Este acontecimento, portanto, nos mostra que o poder não tem apenas uma via, ele pode reprimir, mas também pode ser usado para a construção, para algo positivo. No caso do skate praticado na rua, os skatistas conhecem há muito tempo a temática do poder, que neste caso é quase sempre utilizado na forma disciplinar, sobretudo com guardas e policiais, que não autorizam o uso de determinados espaços urbanos. Mas existem maneiras de contornar esse poder disciplinar e realizar a apropriação da cidade, e o coletivo Flanantes, que vem produzindo uma série de filmes sobre o uso criativo do skate nos espaços públicos é uma prova disso (Todos os vídeos dos Flanantes podem ser conferidos também no Youtube).

Por fim, há também uma outra dimensão do poder, e na minha tese de doutorado, que deu origem ao livro “Para Além do Esporte: Uma História do Skate no Brasil”, que eu intitulei de Poder Esportivo. Esta modalidade do poder visa transformar o skate num esporte de competição, criando regras, categorias, rankings etc. Trata-se de um poder que visa moldar o skate no campo esportivo, sendo, uma de suas maiores conquistas, a entrada do Skate nas Olimpíadas.

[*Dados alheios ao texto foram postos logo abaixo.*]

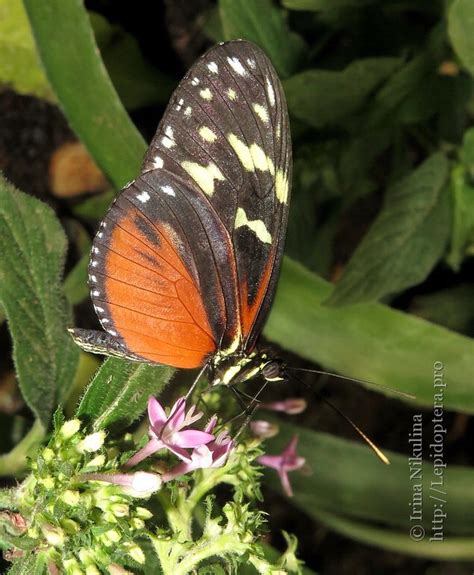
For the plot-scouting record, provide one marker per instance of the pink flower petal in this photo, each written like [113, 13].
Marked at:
[180, 452]
[211, 424]
[191, 438]
[273, 461]
[150, 448]
[285, 482]
[177, 414]
[156, 413]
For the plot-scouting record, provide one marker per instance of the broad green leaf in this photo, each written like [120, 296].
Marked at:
[452, 307]
[19, 64]
[371, 342]
[119, 392]
[75, 285]
[264, 24]
[327, 97]
[138, 83]
[348, 480]
[462, 235]
[324, 5]
[94, 208]
[70, 57]
[449, 549]
[461, 31]
[33, 246]
[409, 95]
[405, 241]
[32, 563]
[467, 151]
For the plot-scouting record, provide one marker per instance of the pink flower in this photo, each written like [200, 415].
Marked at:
[263, 429]
[287, 461]
[214, 454]
[170, 432]
[138, 484]
[291, 406]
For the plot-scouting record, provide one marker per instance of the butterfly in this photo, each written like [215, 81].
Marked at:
[185, 264]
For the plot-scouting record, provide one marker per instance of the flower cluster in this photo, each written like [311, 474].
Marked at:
[174, 432]
[81, 526]
[82, 507]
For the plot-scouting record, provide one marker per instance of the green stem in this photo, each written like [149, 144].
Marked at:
[14, 462]
[220, 546]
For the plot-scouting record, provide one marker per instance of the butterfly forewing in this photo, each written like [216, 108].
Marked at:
[187, 258]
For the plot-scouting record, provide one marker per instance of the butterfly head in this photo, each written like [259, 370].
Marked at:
[239, 368]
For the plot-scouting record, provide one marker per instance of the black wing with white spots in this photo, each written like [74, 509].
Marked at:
[225, 137]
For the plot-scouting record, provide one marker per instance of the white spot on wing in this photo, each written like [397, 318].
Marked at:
[204, 176]
[143, 197]
[257, 226]
[157, 162]
[236, 65]
[252, 158]
[270, 92]
[206, 94]
[261, 112]
[281, 186]
[207, 134]
[168, 190]
[168, 142]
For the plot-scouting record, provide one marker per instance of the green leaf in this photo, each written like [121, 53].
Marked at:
[328, 97]
[31, 564]
[467, 151]
[371, 342]
[263, 23]
[405, 241]
[409, 95]
[33, 245]
[138, 83]
[119, 392]
[451, 549]
[19, 65]
[70, 57]
[462, 235]
[75, 285]
[324, 5]
[453, 307]
[351, 484]
[94, 208]
[461, 31]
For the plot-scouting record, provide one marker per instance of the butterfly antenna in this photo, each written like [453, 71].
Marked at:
[378, 452]
[363, 381]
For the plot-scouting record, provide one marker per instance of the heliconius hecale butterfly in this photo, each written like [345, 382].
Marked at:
[185, 263]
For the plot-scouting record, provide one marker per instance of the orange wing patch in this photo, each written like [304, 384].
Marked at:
[153, 301]
[249, 311]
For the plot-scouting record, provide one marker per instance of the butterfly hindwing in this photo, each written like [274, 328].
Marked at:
[185, 262]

Este breve panorama nos faz ver, portanto, que não podemos falar no skate no singular, mas sim no plural. Não existe o skate ou o skatista, mas sim determinadas formas de utilizar o skate, seu uso heterotópico nas ruas ou na forma de competição em espaços delimitados e organizados para tanto; como também não existe o skatista, mas skatistas, com identidades múltiplas, pois enquanto há aquele que se reconhece enquanto um atleta (houve num passado até quem já se intitulou “Atleta de Cristo”), existem outros que preferem interpretar o skate, na expressão do skatista Klaus Bohms, como uma “ferramenta de reinterpretar espaço”, o que associa o skate muito diretamente ao campo artístico.

Para saber mais:

BRANDÃO, Leonardo. Para além do Esporte: uma história do skate no Brasil. Blumeau: Edifurb, 2014.

ROMÃO, Murilo (Org.) Vale TXT. São Paulo: Flanantes, 2020.